A nova ordem do ministro Flávio Dino, do STF, colocou uma regra clara para a divulgação dos supersalários no serviço público: Tribunais de Justiça, Ministérios Públicos, Tribunais de Contas, Defensorias e Advocacias Públicas terão de publicar, mês a mês, o valor exato pago a seus membros, com a discriminação das rubricas. As informações são do Tempo Real.
O recado veio com aviso pesado. Gestores que autorizarem pagamentos fora da tese do Tema 966 ou divulgarem informações divergentes podem responder nas esferas penal, civil e administrativa.
No Rio, porém, a transparência ainda parece depender do órgão consultado.
Nos portais de remuneração do Executivo municipal e estadual, o detalhamento costuma ser mais preciso. Na Prefeitura do Rio, por exemplo, aparecem rubricas como vencimento básico, triênios, verba indenizatória da PGM, gratificação de arrecadação da dívida ativa, jeton de conselho administrativo e gratificação por exercício de comissão. No estado, a consulta também separa itens como férias, adicionais por tempo de serviço, vencimentos básicos, gratificações inerentes ao cargo e outras vantagens.
O problema começa quando se entra em outras estruturas de poder.
No Tribunal de Justiça do Rio, pagamentos relevantes a magistrados e conselheiros aparecem sob títulos genéricos como indenizações, vantagens pessoais, vantagens eventuais e gratificações, sem deixar claro o fundamento jurídico de cada verba. Em alguns casos, as indenizações passam de R$ 15 mil ou R$ 17 mil no mês, mas o portal não informa com clareza se o valor decorre de auxílio, acúmulo, férias, licença, retroativo ou outra hipótese legal.
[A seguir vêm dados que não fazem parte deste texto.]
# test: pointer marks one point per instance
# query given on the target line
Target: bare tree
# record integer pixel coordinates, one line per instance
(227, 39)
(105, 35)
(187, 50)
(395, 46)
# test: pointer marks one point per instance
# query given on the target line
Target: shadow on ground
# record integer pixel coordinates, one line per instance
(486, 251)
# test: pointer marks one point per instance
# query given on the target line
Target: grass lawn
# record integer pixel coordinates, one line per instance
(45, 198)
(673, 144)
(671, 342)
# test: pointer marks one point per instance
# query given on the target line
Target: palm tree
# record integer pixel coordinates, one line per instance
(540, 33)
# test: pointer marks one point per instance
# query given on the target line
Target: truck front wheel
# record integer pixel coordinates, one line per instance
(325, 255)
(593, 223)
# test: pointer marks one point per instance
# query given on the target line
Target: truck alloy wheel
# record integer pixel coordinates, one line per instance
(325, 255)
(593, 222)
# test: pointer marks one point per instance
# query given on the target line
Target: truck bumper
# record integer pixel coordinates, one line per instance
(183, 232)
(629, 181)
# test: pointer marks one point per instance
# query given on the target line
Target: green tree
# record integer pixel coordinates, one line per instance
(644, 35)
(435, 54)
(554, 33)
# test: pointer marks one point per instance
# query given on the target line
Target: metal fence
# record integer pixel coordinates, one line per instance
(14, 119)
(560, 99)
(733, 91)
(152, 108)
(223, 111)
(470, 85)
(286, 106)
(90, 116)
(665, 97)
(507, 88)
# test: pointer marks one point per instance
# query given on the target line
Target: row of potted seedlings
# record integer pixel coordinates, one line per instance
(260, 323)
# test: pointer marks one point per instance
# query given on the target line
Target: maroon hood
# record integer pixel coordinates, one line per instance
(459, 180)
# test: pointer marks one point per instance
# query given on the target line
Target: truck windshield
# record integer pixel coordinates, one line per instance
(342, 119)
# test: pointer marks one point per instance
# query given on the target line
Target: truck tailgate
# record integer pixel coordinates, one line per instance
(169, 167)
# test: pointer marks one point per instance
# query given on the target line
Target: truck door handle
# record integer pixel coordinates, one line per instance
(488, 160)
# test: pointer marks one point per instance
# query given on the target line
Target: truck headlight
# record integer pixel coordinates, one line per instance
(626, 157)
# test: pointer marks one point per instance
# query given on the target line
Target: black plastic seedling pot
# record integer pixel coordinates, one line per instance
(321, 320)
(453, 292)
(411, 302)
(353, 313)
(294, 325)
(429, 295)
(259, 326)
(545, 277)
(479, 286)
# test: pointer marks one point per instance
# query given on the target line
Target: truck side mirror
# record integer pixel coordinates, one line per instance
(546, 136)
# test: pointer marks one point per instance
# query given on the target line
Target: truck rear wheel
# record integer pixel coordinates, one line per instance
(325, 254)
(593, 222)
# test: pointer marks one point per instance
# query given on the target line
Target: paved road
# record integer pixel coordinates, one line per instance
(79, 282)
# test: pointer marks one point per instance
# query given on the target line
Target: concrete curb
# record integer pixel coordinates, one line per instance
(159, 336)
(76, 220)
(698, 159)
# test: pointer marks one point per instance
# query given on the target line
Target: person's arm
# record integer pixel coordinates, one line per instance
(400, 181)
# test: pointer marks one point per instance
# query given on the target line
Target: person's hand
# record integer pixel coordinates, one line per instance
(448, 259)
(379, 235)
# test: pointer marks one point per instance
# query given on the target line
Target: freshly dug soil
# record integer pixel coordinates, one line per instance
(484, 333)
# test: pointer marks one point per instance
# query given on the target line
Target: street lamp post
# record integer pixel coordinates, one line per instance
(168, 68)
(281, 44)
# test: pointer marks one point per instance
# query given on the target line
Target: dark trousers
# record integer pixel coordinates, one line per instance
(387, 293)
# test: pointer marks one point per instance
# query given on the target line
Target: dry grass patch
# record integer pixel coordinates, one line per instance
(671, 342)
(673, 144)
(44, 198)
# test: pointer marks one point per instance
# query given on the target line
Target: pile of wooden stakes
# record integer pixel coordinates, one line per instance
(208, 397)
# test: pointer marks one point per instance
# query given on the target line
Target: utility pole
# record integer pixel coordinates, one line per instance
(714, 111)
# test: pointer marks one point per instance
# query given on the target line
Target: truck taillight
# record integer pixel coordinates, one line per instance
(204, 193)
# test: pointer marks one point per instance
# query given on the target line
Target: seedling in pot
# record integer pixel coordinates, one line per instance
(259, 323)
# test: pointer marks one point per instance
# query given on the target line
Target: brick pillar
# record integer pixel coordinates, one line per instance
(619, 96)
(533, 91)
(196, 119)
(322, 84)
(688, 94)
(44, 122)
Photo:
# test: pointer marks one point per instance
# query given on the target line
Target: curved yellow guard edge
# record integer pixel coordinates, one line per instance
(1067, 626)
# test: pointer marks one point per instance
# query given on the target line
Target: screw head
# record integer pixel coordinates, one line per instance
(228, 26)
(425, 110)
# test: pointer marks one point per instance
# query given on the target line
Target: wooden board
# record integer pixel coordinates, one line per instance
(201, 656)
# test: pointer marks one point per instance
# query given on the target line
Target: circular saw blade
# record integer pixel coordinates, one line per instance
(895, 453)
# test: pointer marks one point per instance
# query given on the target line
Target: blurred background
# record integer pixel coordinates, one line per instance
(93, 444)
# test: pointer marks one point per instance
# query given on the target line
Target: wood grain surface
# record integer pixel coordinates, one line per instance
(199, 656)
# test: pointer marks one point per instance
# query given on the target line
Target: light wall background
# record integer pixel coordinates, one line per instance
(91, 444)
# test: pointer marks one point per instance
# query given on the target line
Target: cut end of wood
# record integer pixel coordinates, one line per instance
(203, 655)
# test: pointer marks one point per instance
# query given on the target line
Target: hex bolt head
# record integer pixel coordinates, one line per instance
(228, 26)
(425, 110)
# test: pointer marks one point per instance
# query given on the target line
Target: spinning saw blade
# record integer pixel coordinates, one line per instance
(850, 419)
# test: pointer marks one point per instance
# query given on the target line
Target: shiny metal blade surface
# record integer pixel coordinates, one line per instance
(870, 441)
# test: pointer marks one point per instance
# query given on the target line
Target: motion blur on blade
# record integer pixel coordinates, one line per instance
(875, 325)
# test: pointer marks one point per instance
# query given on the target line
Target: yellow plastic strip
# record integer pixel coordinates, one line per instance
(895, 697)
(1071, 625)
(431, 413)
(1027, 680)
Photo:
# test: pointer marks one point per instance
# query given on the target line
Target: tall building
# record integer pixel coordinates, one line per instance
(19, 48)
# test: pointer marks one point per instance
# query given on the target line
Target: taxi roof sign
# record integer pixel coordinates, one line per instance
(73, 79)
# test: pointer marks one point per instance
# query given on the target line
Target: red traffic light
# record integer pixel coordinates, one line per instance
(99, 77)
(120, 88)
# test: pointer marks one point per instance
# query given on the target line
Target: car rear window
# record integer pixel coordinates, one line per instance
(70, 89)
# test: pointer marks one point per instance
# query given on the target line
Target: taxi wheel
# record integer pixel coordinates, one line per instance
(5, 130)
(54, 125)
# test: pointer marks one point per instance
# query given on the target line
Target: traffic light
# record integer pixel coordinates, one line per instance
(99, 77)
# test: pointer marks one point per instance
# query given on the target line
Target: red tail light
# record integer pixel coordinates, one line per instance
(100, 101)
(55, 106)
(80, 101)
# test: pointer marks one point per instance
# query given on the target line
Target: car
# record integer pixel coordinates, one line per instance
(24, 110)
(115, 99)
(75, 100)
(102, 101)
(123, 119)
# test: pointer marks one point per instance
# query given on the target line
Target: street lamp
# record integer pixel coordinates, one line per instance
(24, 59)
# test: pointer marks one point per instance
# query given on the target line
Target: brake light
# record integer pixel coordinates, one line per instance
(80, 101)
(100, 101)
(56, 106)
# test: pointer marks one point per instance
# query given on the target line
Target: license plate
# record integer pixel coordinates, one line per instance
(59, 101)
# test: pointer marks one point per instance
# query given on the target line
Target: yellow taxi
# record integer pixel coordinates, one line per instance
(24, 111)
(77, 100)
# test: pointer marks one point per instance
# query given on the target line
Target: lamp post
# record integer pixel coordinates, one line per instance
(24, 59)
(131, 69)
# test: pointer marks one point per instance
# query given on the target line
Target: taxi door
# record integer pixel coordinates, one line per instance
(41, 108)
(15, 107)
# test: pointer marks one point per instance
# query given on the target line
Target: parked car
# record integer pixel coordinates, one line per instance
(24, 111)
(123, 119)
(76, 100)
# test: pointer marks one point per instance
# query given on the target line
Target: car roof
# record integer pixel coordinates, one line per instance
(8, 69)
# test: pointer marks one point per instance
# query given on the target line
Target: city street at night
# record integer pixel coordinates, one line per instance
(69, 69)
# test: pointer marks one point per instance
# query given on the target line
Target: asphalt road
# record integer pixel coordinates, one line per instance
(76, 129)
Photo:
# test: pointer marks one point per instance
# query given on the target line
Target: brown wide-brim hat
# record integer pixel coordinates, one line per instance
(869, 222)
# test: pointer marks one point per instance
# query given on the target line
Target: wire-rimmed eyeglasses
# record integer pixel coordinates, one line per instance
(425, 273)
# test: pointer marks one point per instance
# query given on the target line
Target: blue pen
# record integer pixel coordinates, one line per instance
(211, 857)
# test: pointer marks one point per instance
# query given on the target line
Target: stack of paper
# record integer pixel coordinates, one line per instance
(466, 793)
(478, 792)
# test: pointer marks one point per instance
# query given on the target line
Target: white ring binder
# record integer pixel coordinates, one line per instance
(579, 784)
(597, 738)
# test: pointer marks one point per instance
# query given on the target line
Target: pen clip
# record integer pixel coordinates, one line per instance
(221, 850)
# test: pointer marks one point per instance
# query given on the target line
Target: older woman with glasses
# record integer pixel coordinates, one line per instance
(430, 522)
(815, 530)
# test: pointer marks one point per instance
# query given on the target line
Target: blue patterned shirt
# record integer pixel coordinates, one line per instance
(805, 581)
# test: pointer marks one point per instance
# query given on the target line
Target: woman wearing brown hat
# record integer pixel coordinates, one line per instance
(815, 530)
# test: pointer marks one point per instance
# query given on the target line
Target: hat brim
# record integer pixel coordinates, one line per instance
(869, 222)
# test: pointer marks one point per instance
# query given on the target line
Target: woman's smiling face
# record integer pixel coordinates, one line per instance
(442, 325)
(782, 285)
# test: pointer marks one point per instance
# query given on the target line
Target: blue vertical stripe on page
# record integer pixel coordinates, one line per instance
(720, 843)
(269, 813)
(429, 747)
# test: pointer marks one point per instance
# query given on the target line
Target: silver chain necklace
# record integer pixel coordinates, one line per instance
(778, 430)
No Tribunal de Contas do Município, a prática segue a mesma linha. O portal reúne parcelas distintas sob a rubrica ampla de “valores indenizatórios/eventuais/benefícios”, misturando verbas de naturezas diferentes numa única linha. Levantamento preliminar aponta situação parecida no Tribunal de Contas do Estado, onde categorias como “indenizações” e “gratificações” também não permitem saber exatamente o que está sendo pago.
A Defensoria Pública do Rio aparece como outro caso de baixa transparência. Na remuneração do defensor público-geral, Paulo Vinicius Cozzolino Abrahão, referente a março de 2026, o portal informa ganhos brutos de R$ 162.072,39. Desse total, R$ 70.704,81 aparecem como remuneração, R$ 12.027,79 como indenizações recebidas e R$ 79.339,79 como vantagens eventuais. A maior rubrica do contracheque, portanto, é justamente uma das menos explicadas.
No Ministério Público do Rio, a folha também recorre a classificações genéricas, como “outras verbas remuneratórias, legais ou judiciais” e “outras remunerações retroativas/temporárias”, o que impede a identificação imediata da origem específica de cada pagamento.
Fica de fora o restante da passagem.